Economic uncertainty surrounding Brexit, weak demand from China and a drop-off if in diesel sales have prompted the move.


Some 40,000 people are employed by JLR, making it the UK's biggest car maker. However, demand for its vehicles has dropped off in recent months, a fact which has already compelled the firm to cut 1,000 temporary contract worker jobs in Solihull, where it manufactures Range Rovers and the Land Rover Discovery SUV. Working hours have also been reduced across its plants.


The company made a £90m loss in the three months to September, prompting the firm, owned by Indian conglomerate Tata, to make significant job cuts.


The company wants to make savings of £2.5bn, including £1bn of cost cuts. It is believed the 5,000 job losses are part of the cost-cutting drive.


Boston Consulting Group has been appointed to create the turnaround plan.
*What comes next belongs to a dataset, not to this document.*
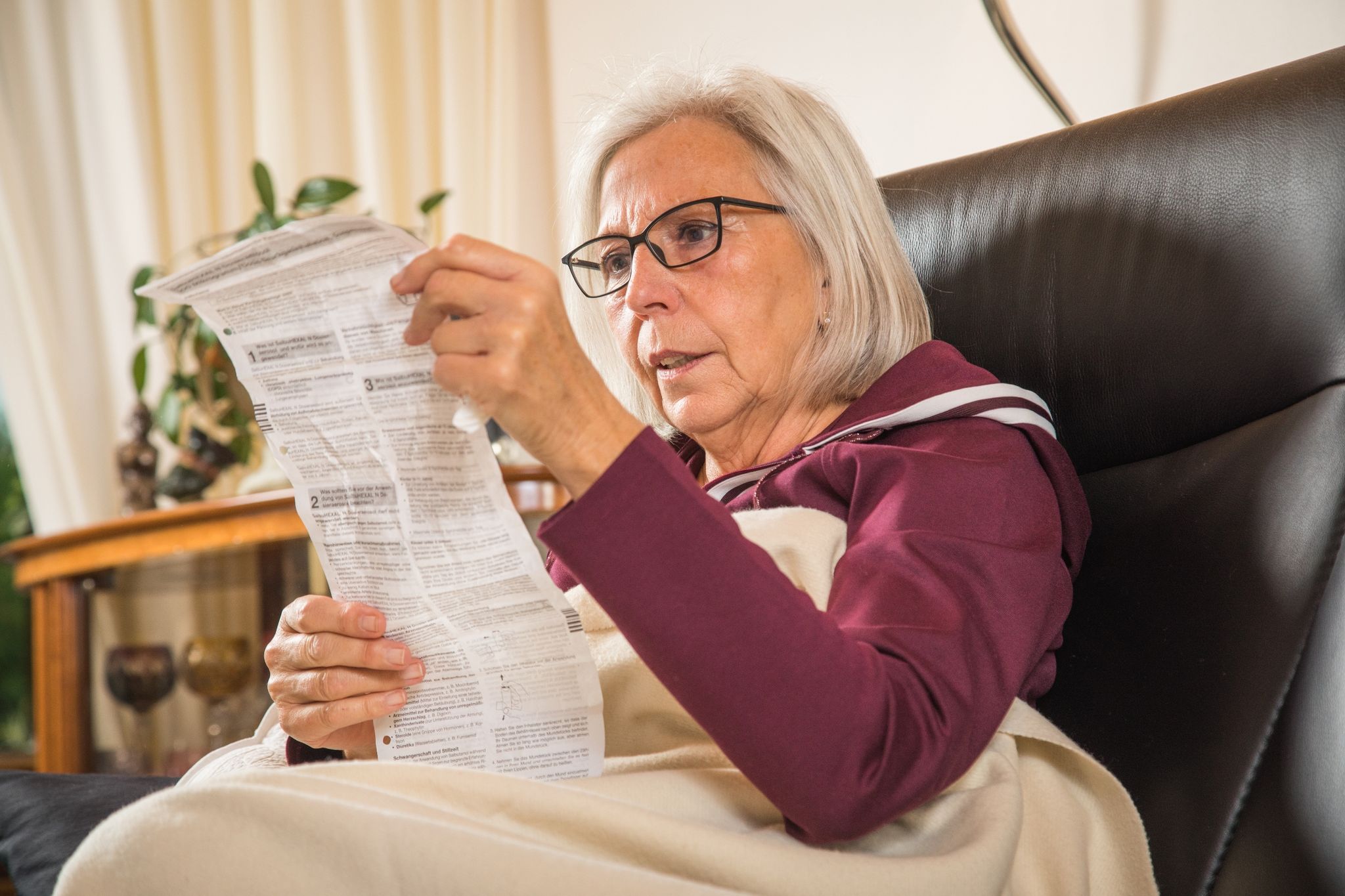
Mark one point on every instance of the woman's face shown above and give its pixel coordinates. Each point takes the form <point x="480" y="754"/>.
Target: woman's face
<point x="745" y="314"/>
The car-maker said: “Jaguar Land Rover notes media speculation about the potential impact of its ongoing charge and accelerate transformation programmes.


“As announced when we published our second-quarter results, these programmes aim to deliver £2.5bn of cost, cash and profit improvements over the next two years. Jaguar Land Rover does not comment on rumours concerning any part of these plans.”


Annual investment has been cut from £4.5bn to £4bn and the company aims to reduce its stock of finished cars, as well as its working capital by £500m. As regards the £1bn of cost cutting, recruitment has been frozen, as has all non-essential travel.


Union Unite criticised how the government has handled Brexit and described its policy on diesels as "botched".


A Unite spokesperson said: “Unite will continue to press the car-maker for assurances over the jobs and skills of our members who have worked tirelessly over the past decade to make the company the global success story it is today.”